The Land Between Two Rivers: UNDP, the Government of Iraq and Canada join to protect the largest wetlands in the Middle East
September 17, 2023
Baghdad, 17 September 2023 – The United Nations Development Programme (UNDP), the Ministry of Water Resources of Iraq and the Government of Canada have joined forces to protect the vulnerable Marshland Communities in southern Iraq, with an initiative aimed at increasing climate resilience in these communities, whilst preserving biodiversity and the fragile ecosystems of the Mesopotamian Marshes, a UNESCO World Heritage Site. This initiative was launched this morning in an event held at the Ministry of Water Resources (MoWR) and attended by members of this trifecta partnership.
The land between two rivers
The marshlands are the largest body of wetlands in the Middle East. Nestled between the Tigris and Euphrates rivers, the Mesopotamian Marshes of Iraq are home to hundreds of diverse wildlife, as well as to thousands of vulnerable Iraqis who see the beauty of their sacred home deteriorate daily.

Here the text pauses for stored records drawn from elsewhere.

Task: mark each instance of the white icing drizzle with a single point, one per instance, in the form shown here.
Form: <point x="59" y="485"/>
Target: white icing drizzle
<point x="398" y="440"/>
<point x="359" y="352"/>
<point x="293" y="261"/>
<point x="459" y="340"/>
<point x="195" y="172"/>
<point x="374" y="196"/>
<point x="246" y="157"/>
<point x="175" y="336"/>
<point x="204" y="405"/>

Over the centuries, many historians believed that the Garden of Eden was once located on the very site of the Mesopotamian Marshes. However, what is certain is that this area was deemed the cradle of civilization where some of the world’s first peoples and written languages began.
“This joint project aims to protect the historical homeland of these communities by encouraging laws and regulations that protect the endangered wildlife who call the marshes “home”. The activities of the project are focused on awareness raising and creating economic and livelihood opportunities that are in harmony with this environment and contribute to restoring its delicate biodiversity,” said Auke Lootsma, UNDP Iraq’s Resident Representative.
The hope of restoration
The Marshlands have been gravely affected by soaring temperatures and diminishing rainfall—intensifying droughts and water scarcity. During the event this morning, H.E. the Minister of Water Resources (MoWR), Aoun Diab, said, “The biodiversity of the Mesopotamian Marshes is suffering and experiencing challenges due to lack of rain fall and other factors, which, together are affecting the resilience of the marshes. The local people who live there are also greatly affected.”

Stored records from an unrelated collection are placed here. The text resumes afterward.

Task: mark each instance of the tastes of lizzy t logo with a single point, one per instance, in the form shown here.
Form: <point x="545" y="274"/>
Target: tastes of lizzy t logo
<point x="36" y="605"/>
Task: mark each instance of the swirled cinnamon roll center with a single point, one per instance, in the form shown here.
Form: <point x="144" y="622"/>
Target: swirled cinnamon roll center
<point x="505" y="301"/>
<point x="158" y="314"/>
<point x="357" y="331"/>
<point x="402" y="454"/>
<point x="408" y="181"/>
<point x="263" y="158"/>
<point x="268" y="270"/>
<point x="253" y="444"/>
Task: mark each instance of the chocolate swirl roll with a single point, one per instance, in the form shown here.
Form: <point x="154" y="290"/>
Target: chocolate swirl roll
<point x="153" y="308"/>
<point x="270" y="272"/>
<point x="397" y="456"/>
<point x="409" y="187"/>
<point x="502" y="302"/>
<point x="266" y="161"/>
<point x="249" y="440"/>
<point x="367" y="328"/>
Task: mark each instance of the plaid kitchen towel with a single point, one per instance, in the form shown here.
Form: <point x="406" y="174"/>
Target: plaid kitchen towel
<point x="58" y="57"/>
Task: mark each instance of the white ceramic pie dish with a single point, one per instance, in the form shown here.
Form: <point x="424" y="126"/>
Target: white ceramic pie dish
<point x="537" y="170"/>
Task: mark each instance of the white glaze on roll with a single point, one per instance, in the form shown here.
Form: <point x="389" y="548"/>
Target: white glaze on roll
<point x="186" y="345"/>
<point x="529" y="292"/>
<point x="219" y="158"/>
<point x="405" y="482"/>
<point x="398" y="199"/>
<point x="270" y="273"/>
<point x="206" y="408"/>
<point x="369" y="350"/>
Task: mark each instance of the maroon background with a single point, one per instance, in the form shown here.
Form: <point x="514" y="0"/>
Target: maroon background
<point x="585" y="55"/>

The project, which will end in March 2026, is supported by a generous contribution from the Government of Canada, and will be implemented by UNDP under the leadership of the Center for Restoration of Iraqi Marshes & Wetlands at the Ministry of Water Resources of Iraq. The project’s critical activities are geared towards achieving restoration of the unique ecosystems and biological diversity of the country’s most renowned heritage site.
Some key activities include, improving regulations on sustainable hunting and fishing and equipping environmental police and increasing the capacity of police, women groups, and non-governmental organizations (NGOs) to enforce these laws. Enhancing the traditional knowledge of Marsh Arab women is also critical, through capacity-building trainings to increase their economic opportunities, whilst improving climate change adaptation of the Marshlands.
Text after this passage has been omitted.